Republican lawmakers were quick to seize on the numbers. House Majority Whip Tom Emmer (R-MN) told Fox News Digital: “President Trump is more popular than Tim Walz in his home state because Minnesotans are sick and tired of Walz siding with illegal aliens and Somali fraudsters over his hardworking, taxpaying constituents.”

State Sen. Mark Koran (R-MN) added: “He let his fraud crisis blow up and didn’t do anything to fix it while he was busy shoving all this radical stuff into state government. … His legacy is going to be the fraud crisis and desecrating the state flag.”

A Political Trajectory Reversed

Walz was once seen as a rising star in the Democratic Party. After winning a historic Democratic sweep of state government in 2022, he was selected as Kamala Harris’s running mate in the 2024 presidential election. But the ticket’s loss, combined with mounting scrutiny of the fraud scandal, derailed his political trajectory.

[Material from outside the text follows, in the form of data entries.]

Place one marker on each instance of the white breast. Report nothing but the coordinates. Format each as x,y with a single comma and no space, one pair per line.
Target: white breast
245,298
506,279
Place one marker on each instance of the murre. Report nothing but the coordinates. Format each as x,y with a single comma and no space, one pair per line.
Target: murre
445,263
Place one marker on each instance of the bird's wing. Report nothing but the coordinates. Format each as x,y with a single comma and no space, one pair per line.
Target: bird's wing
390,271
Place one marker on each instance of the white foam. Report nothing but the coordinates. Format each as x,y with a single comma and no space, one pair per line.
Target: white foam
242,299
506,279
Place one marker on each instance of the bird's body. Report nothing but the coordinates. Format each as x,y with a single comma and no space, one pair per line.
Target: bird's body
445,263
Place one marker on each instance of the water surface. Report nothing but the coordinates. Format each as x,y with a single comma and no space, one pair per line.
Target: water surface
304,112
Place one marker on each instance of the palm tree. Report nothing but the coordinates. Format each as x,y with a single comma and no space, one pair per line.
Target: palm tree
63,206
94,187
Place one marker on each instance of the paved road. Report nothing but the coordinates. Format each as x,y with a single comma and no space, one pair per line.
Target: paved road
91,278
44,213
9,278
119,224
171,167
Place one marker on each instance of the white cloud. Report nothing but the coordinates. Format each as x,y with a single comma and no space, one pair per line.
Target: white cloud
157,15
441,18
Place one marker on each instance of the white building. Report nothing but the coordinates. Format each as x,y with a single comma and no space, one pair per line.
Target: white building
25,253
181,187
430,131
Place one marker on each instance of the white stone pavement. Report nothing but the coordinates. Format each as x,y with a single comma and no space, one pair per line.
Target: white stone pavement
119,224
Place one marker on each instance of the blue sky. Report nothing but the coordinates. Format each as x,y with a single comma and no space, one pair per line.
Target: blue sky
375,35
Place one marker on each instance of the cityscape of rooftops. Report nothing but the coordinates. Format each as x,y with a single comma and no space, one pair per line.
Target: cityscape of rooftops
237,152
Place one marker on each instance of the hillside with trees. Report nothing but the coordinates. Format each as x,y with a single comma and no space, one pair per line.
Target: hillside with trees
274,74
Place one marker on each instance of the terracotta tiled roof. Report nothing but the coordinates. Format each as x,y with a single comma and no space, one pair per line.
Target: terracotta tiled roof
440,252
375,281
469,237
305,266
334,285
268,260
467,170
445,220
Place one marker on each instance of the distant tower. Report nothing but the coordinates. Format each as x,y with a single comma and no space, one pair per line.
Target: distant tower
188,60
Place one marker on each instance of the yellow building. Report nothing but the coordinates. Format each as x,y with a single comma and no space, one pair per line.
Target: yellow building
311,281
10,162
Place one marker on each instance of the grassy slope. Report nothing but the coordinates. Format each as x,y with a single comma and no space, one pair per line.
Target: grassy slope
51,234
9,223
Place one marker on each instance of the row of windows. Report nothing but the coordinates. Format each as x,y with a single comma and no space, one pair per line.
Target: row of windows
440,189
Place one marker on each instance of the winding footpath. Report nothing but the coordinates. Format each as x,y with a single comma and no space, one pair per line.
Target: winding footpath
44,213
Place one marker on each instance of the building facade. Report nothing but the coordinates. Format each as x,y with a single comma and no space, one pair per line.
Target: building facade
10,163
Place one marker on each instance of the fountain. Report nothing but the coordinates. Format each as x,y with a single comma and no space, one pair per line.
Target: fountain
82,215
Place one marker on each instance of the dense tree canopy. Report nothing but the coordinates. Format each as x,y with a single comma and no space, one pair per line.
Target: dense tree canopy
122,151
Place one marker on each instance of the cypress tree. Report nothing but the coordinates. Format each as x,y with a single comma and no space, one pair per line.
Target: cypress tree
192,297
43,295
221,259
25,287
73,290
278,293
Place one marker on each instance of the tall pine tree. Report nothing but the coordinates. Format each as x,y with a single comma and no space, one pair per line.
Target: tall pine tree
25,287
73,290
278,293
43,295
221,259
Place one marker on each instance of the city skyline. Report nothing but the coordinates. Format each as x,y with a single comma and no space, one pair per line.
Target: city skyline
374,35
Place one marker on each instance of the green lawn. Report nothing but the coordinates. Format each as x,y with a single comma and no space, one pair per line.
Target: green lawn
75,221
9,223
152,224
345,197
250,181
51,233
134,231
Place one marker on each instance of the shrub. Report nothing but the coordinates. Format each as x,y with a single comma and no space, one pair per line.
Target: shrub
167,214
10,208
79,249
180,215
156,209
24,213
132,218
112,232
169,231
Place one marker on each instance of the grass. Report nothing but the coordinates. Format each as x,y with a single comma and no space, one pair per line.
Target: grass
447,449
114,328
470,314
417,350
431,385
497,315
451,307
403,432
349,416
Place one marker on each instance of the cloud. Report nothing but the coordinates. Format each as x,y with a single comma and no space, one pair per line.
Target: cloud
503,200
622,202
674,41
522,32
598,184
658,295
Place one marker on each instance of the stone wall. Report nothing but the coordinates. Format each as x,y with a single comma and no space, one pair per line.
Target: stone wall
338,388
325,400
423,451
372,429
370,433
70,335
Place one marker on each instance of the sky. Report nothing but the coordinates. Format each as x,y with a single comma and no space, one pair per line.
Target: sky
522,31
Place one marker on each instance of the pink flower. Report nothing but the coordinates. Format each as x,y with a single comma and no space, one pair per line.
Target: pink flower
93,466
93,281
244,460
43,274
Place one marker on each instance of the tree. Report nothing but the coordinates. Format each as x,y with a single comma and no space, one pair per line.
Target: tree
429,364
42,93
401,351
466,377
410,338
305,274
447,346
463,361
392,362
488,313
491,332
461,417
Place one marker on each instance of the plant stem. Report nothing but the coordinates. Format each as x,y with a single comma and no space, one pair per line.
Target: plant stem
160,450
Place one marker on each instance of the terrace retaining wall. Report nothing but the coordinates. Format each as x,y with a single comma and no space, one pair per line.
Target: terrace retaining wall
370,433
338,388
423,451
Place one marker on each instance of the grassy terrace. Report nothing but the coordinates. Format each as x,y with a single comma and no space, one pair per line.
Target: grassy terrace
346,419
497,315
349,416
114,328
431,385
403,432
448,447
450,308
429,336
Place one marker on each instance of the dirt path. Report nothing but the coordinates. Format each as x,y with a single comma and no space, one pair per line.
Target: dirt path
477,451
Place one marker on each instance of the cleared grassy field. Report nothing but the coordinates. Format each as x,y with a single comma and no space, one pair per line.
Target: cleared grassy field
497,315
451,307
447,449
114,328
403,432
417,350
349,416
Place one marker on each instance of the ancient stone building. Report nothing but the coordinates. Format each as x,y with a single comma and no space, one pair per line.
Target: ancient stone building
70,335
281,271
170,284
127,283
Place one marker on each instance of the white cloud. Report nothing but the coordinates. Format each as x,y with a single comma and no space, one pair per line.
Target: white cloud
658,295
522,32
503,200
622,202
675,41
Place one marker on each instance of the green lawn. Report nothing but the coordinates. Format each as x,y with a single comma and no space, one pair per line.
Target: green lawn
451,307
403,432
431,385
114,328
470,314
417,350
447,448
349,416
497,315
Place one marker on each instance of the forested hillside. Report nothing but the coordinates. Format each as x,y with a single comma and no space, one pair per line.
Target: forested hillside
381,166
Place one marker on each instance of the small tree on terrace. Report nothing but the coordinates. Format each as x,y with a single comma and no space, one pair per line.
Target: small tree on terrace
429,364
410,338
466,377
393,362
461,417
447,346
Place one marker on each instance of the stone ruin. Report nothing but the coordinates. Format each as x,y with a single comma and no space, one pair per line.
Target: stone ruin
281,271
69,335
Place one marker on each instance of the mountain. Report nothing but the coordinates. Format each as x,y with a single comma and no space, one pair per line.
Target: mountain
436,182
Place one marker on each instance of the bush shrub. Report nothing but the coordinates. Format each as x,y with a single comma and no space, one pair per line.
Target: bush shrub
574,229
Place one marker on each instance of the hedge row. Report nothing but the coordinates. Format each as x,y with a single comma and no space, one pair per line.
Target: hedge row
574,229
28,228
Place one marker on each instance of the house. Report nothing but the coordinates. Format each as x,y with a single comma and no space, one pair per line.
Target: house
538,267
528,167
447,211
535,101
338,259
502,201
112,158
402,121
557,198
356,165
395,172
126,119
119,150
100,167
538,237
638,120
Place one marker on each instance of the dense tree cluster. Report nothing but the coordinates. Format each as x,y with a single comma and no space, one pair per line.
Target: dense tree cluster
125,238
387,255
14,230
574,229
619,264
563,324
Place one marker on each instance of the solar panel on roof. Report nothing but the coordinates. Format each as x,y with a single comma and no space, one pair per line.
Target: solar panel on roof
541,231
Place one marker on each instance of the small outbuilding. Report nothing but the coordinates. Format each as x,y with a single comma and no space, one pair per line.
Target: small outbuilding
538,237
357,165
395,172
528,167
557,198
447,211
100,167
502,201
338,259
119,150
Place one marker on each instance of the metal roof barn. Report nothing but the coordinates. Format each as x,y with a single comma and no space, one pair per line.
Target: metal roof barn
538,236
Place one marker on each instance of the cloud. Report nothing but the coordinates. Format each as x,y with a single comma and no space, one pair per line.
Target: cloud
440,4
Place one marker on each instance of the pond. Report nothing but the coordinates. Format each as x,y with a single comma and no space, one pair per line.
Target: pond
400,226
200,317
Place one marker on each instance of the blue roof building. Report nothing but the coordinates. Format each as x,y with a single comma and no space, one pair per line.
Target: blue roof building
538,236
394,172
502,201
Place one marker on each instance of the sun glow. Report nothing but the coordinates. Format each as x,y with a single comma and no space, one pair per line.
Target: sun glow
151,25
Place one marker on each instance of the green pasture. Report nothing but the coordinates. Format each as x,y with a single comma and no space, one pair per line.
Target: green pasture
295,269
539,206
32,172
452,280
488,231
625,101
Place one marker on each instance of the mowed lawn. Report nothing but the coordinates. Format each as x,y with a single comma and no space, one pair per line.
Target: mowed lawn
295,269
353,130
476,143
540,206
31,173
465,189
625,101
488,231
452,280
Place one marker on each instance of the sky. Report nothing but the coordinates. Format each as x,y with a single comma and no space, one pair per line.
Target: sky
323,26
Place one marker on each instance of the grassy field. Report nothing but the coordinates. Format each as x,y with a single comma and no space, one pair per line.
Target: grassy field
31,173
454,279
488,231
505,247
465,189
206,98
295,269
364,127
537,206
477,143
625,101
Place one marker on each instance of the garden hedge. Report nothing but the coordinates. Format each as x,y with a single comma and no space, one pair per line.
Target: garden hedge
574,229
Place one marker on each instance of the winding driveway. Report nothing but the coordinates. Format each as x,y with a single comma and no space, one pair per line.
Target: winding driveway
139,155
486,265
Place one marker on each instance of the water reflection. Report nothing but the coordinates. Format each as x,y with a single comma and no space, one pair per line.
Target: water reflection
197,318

In January 2026, Walz abandoned his re-election campaign amid doubts from fellow Democrats about his viability for a third term. Sen. Amy Klobuchar (D-MN) is now the DFL-endorsed candidate for governor and has carefully distanced herself from Walz, saying she would have acted more quickly to stop fraud.

The new Minnesota state flag — approved by a Democratic-controlled commission in 2023 and supported by Walz — has also become a secondary political liability. The poll found that 50% of voters disapprove of the flag, which critics say resembles Somalia’s national flag.

Implications for the Midterms

Walz’s cratering approval could have significant consequences for Democrats in the 2026 midterm elections. With fraud as a top concern for voters and Republicans holding a 7-point trust advantage on the issue, the governor’s race between Klobuchar and the eventual Republican nominee is shaping up to be a defining contest.

As Olson noted, voters fed up with both parties could be a decisive wildcard. With 14% trusting neither party on fraud and independents showing low trust in Democrats (only 21%), there is a clear opening for Republican candidates.

Walz is scheduled to leave office in January 2027. The Minnesota Primary is set for August 11, with the general election in November. Whether the fraud scandal will have lasting electoral consequences beyond Walz’s tenure remains an open question — but for now, the governor’s political standing in his home state has never been lower.”